Economic growth is a sustained expansion of production possibilities measured as the increase in
real GDP over a given period
Why do some companies stagnate in their growth and others excel in growth?
Calculating growth rates
Economic growth rate is the annual percentage change of real GDP.
REAL GDP growth rate = REAL GDP CURRENT YEAR – REAL GDP PREVIOUS YEAR
/
REAL GDP in PREVIOUS YEAR
X
100 %
The growth rate tells us how rapidly the economy is expanding. The real GDP growth rate measures
he potential changes in the balance of economic power among nations. But it does not tells us about
changes in the standard of living. That depends on real GDP per person which is real GDP divided by
the population. So the contribution of real GDP growth to the change in the standard of living
depends on the growth rate of real GDP per person. Use two real GDP per person values with the
growth formula above to calculate the growth rate of real GDP per person. The growth rate of real
GDP per person can also be calculated approximately by subtracting the population growth rate
from the real GDP growth rate. Real GDP per person grows only if real GDP grows faster than the
population grows. If the growth rate of the population exceeds the growth of real GDP, real GDP per
person falls.
The magic of sustained growth
Compound interest
Rule of 70 which states that the number of years it takes for the level of any variable to double is
approximately 70 divided by the annual percentage growth rate of the variable.
Economic growth trends
How fast is our economy growing? How fast are other economies growing? Are poor countries
catching up to rich ones, or do the gaps between the rich and poor persist or even widen? A major
goal of this chapter is to explain why our economy grows and why the long-term growth rate varies.

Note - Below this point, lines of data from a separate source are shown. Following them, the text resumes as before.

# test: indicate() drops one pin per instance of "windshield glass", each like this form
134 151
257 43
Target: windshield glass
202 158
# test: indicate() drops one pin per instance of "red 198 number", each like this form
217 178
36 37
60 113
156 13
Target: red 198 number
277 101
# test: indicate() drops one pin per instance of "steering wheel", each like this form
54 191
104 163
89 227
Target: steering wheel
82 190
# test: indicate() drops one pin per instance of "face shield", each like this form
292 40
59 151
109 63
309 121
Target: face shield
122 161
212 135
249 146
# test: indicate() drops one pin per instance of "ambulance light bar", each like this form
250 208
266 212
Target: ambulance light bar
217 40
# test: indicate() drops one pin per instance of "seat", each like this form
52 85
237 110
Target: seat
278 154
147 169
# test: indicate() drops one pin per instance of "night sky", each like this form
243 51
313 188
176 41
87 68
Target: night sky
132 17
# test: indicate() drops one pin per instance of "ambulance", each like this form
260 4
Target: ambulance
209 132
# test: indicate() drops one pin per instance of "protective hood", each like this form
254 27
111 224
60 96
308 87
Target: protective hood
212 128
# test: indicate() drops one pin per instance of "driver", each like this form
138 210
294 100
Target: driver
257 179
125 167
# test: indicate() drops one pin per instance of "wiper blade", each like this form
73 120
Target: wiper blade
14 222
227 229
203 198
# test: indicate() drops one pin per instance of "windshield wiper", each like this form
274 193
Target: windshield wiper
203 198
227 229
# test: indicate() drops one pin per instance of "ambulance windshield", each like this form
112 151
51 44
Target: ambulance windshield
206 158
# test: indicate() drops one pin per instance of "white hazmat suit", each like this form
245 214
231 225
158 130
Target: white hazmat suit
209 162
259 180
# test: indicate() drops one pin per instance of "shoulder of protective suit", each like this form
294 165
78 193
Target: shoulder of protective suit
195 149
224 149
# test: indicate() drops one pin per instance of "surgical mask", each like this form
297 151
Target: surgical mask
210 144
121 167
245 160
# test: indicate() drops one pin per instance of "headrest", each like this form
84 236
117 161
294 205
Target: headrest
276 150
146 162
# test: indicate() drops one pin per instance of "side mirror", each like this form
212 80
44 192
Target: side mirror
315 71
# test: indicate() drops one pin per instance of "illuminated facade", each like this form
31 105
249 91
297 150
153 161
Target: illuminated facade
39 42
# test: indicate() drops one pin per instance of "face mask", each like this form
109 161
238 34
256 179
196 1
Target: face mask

Another goal is to explain variations in the economic growth rate across countries. Let’s look at some
facts about other countries’ growth rates. What are the preconditions for economic growth and what
sustains it? How can we identify the sources of economic growth and measure the contribution that
each source makes? What can we do to increase the sustainable rate of economic growth?
, Red line = real GDP (circles around)
Black line = potential GDP. (linear mostly)
The trend in potential GDP per person tells us about economic growth. Fluctuations around potential
GDP tells us about the business cycle.
How potential GDP grows?
What determines potential GDP?
Labour, capital, land and entrepreneurship produce real GDP, and the productivity of the factors of
production determines the quantity of real GDP that can be produced. Land, capital and
entrepreneurship are fixed factors and labor is a variable factor.
- An aggregate production function
- An aggregate labour market
Aggregate production function
Production possibilities frontier is the boundary between the combinations of goods and services
that can be produced and those that cannot. We are going to think about the production possibilities
frontier for two special goods; real GDP and the quantity of leisure time. Real GDP are like big
shopping carts each unit contains a certain value. The quantity of leisure tie is the number of hours
spent not working.
- The aggregate production function is the relationship that tells us how real GDP changes as
the quantity of labour changes when all other influences on production remain the same.
This relationship – the curve. An increase in the quantity of labour (and a corresponding decrease in
leisure hours) brings a movement along the production function and an increase in real GDP.
Aggregate labour Market
In macroeconomics, we pretend that there is one large labour market that determines the quantity
of labour employed and the quantity of real GDP produced. To see how this aggregate labour market
works, we study the
- Demand for labour
- The supply for labour
- Labour market equilibrium
The demand for labour
- The demand for labour is the relationship between the quantity of labour demanded and the
real wage rate.
- The quantity of labour demanded is the number of labour hours hired by all the firms in the
economy during a given period.
- The quantity depends on the price of labour, which is the real wage rate.
- The real wage rate influences the quantity of labour demanded because what matters to
firms is not the number of pounds they pay but how much output they must sell to earn
those pounds.
The real wage rate is the quantity of goods and services that an hour of labour earns. It
contrast with the money wage rat, which is the number of pounds that an hour of labour
earns. The real wage rate is calculated by dividing the money wage rate by the price level
The quantity of labour demanded increases as the real wage rate decreases.